Now, a kitchen is not the only thing I look for in a home. But this was to be my dream home, my compensation for leaving Austin, so the precise nature and character of the kitchen figured pretty largely in my mind. And don't I deserve good tools? I'm the sole cook in the family and it's a job I have something of a passion for, so I was looking forward to at long last having a kitchen like the pages in a magazine. Here's the kitchen in the (cheaper) house
I wanted us to buy.
The Drool Kitchen:
And this is the kitchen I got (Kitchen X):
Mike, an agreeable fellow, has approved spending whatever it takes to turn Kitchen X into the Drool Kitchen, but I can tell he doesn't really mean that. Because
that would mean taking out the offendingly neutral cabinets and replacing them with something, well, cottagey feeling, with old fashioned inset framing and display cases and a plate rack, not to mention knobs that cost more than $2.00 at Home Depot. It's best not to even think about what I'd like to do and just concentrate on what I can do.
The builder, thankfully, hadn't ordered appliances yet so the first job is to decide on a range. You'd think it would be easy because I know I want gas, I know I want a free-standing range and I know what my minimum BTU requirements are. I also know I want something that looks good (thus sadly ruling out everything recommended by Consumer Dowdy Reports).
But knowing what I want hasn't helped much. I've fallen in love and out of love with several different ranges. Just as soon as I would gain some confidence that a particular cooker was sturdy and reliable and performs well, I'd come across a legion of unhappy purchasers, yakking away on the web (when do these people actually cook anything?). Their machines were busted and the service centers were staffed by the Sons of Darkness. After rejecting Thermador, Viking, the Kitchen Aid and Dacor, I started wondering what was so wrong, really, with just a brick oven behind the garage and a propane grill in the driveway? Hell, what's wrong with just a tent in the yard? We could rent out the house and turn a profit!
But fantasies of escape aside, I have to have a range (and I should admit I was never in much danger of shelling out for one of the really pricey brands). After many hours of tracking down rumors and reading reviews, I think I've narrowed the choice of range down to a Bluestar or an American Range.
And let's be honest, I've fallen again. This time for the Bluestar. I use a wok for everything that needs real heat, whether it's the onions you brown for a curry or the roux you blacken for a gumbo. The concentrated heat makes the flour brown more quickly and the curved surface makes it easy --and safe -- to whisk the roux, that lethal stuff known as "Cajun Napalm". The Bluestar's grate cradles a wok beautifully, concentrating the flame right on the pot's surface.

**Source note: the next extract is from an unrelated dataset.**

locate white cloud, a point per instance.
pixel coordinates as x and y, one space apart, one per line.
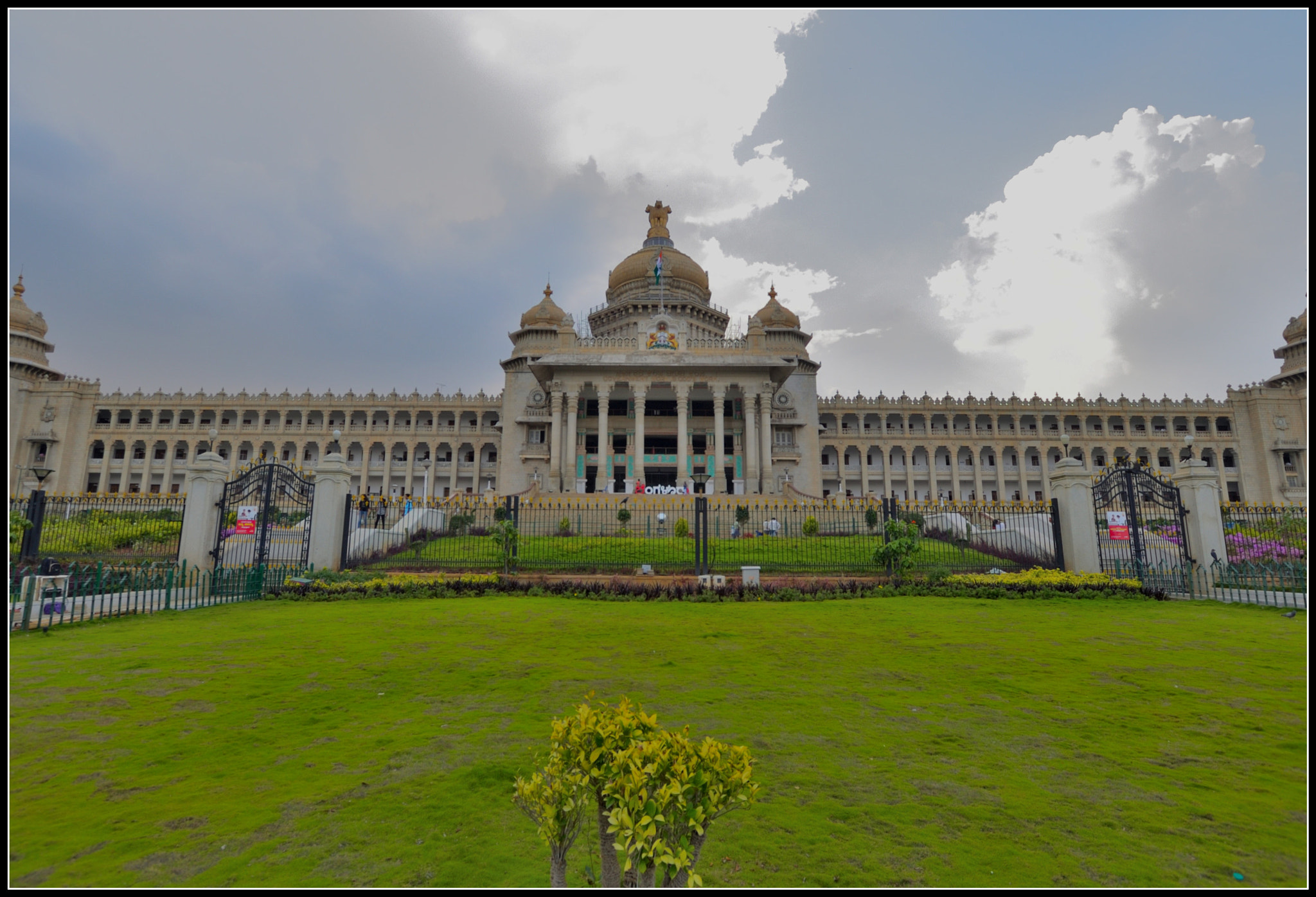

And if it weren't for a few but very noisy unhappy Bluestar customers on the web, I probably wouldn't be considering the American Range. But it has a solid pedigree, has almost no complaints on the web, and is the product of a company that has built commercial ranges in this country for decades. People who say they know something about steel insist that the American Range is built with much higher quality steel, and so will last forever. I'd be wholly suckered into this claim if the AR company offered a five year warranty, but since they don't, I'm suspicious.
So I'm looking forward to the hands-on research. I'll have to find a showroom that will let me cook on both machines. Soon, I hope, I will file my report from the frontlines.